President Obama's Affordable Care Act (ACA) expands health coverage for the uninsured and underinsured, aims at reducing racial health disparities and will make it illegal for an insurance company to deny anyone because of a pre-existing condition. For these reasons, the ACA has faced plenty of opposition over the years. The Supreme Court will be ruling if the ACA is unconstitutional because of its individual mandate that requires most Americans to either purchase health insurance or pay a fine.
But if the legislation betters the health of Americans, then what is the problem?
Michael Tesler, a political science professor at Brown and public opinion expert, says more might be going on, specifically racism and bias, given that President Obama is our nation's first Black president. And his new paper suggests that might be the case.
By using survey data, Tesler suggests that racial attitudes play a factor not only in how Americans view health care reform but how strong those feelings are. He found that, over time, African-Americans overall have become increasingly supportive of the Affordable Care Act. Meanwhile, there are differences between liberal whites and conservative whites when it comes to support for the ACA.

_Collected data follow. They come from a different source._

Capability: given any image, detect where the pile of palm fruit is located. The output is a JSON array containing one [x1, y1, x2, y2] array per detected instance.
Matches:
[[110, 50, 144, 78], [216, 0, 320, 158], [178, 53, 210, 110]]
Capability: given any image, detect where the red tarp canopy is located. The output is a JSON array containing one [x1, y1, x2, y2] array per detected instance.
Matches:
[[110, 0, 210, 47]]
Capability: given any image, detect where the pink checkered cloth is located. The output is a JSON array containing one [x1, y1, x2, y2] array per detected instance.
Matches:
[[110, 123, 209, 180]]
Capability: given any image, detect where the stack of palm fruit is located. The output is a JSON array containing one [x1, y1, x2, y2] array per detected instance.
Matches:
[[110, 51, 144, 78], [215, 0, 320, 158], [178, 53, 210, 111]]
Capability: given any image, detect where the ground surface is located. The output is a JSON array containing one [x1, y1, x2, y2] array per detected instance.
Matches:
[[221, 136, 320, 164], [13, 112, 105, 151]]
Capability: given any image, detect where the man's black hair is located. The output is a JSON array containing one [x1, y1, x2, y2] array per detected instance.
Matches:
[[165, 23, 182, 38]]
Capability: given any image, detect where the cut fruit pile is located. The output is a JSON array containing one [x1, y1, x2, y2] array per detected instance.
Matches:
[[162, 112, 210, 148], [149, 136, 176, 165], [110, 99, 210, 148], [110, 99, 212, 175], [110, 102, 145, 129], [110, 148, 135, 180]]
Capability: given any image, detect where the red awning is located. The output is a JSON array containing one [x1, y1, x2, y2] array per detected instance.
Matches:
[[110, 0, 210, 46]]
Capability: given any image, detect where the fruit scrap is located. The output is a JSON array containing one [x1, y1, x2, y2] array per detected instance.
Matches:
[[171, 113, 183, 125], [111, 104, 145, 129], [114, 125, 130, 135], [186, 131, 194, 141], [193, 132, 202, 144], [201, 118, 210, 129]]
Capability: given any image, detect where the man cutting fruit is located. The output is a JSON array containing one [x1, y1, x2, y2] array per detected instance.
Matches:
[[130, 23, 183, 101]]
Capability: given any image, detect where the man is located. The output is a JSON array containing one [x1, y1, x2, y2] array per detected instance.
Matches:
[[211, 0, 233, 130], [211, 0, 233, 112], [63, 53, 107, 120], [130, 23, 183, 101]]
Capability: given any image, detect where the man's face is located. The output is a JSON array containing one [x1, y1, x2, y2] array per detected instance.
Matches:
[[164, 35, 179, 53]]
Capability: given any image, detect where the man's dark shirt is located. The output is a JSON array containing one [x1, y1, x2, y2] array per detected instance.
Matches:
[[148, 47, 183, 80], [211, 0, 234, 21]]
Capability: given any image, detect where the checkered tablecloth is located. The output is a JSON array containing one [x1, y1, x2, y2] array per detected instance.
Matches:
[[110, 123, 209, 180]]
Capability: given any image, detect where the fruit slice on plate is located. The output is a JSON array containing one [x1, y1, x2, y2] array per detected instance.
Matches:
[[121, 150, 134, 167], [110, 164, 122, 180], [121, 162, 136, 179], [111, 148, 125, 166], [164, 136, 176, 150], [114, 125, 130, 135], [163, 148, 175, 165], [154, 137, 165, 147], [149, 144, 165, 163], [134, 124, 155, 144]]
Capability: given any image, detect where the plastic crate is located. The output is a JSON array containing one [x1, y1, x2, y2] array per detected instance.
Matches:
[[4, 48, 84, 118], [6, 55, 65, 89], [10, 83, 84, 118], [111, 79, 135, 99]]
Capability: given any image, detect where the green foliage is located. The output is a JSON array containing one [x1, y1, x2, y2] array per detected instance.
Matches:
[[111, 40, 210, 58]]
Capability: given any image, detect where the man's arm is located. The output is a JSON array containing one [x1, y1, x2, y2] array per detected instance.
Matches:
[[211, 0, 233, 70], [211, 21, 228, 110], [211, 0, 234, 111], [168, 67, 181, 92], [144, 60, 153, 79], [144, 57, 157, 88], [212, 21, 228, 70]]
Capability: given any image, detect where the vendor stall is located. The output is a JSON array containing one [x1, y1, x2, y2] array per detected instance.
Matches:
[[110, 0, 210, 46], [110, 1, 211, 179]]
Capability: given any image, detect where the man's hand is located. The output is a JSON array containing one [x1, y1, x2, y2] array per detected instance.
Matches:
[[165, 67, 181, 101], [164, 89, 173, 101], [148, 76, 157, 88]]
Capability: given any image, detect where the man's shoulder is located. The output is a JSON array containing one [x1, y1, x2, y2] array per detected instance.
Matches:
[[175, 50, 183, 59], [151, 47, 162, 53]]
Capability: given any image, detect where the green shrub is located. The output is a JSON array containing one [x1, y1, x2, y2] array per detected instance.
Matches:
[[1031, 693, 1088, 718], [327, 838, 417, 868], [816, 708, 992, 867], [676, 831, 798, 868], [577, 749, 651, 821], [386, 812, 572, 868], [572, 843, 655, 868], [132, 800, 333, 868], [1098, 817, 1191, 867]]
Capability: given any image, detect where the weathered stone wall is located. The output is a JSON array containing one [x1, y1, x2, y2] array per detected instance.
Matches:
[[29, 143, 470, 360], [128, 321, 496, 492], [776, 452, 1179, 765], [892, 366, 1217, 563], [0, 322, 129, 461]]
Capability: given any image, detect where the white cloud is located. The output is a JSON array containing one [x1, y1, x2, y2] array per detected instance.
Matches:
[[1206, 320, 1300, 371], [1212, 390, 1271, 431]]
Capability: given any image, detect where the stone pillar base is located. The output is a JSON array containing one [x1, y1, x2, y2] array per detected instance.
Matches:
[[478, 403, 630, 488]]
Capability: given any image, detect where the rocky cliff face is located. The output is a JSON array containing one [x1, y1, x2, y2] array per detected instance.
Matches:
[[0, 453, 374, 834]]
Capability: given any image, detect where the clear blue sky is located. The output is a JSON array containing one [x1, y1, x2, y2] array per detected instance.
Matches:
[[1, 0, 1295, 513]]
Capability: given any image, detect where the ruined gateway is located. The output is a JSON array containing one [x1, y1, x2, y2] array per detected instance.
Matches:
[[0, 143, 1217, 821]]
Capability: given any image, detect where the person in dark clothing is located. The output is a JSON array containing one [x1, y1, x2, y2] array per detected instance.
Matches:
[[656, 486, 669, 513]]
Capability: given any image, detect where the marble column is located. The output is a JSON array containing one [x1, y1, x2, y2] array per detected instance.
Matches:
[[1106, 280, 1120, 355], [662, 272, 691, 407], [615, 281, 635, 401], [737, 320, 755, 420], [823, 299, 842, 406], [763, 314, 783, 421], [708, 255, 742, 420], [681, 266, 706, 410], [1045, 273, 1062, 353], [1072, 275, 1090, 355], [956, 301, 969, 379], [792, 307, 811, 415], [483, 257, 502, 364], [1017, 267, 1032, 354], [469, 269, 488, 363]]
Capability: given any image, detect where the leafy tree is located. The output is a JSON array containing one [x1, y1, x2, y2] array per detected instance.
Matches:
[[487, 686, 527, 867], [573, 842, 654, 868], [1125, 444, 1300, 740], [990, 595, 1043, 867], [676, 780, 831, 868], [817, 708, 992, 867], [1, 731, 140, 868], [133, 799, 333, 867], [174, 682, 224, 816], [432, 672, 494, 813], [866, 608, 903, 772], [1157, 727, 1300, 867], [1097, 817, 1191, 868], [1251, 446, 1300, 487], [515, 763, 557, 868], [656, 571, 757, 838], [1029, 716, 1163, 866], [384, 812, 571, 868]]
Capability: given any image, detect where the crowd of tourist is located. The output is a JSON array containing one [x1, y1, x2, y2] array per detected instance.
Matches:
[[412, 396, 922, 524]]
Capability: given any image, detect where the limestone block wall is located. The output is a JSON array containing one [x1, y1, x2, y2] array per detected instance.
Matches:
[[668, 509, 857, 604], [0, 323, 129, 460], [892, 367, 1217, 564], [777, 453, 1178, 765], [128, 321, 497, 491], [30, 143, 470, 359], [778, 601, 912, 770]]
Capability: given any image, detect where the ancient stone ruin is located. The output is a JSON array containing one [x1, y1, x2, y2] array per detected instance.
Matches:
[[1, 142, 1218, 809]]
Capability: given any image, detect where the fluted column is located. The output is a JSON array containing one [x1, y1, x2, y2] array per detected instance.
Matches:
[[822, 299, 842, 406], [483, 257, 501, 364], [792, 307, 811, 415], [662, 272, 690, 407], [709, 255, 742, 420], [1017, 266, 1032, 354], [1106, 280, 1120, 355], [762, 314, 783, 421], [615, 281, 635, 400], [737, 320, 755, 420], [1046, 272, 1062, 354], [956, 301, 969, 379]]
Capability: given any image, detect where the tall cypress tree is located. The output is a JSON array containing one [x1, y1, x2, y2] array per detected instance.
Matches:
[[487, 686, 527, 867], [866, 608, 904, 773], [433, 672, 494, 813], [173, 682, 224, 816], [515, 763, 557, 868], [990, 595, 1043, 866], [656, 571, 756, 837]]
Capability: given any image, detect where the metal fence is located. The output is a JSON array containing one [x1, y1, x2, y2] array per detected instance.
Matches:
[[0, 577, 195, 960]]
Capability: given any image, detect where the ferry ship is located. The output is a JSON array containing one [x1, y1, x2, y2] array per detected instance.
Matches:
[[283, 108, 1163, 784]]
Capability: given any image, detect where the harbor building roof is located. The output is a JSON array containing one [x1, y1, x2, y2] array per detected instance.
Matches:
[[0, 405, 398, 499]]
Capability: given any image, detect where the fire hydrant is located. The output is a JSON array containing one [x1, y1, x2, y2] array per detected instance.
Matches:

According to NPR, Tesler's race experiment had some eye-opening results:
In an experiment, Tesler presents a health care overhaul policy to whites, telling some that the policy is advocated by Bill Clinton and telling others that it's advocated by Barack Obama; Tesler finds that whites with liberal racial attitudes become more supportive of the policy when they think Obama is its chief advocate, while whites with a conservative attitude become less supportive of the policy when they think of health care as an Obama policy.
The study is part of a broad range of research projects that shows that issues such as race and religion play a powerful role in shaping how people feel about policies related to war, welfare and crime.
And while past studies have found that voters tend to align themselves with politicians who share common identity characteristics — religion, geographic location and race — these findings are somewhat bothersome when you think about what's at stake.
Do you support policies depending on who presents them and supports them?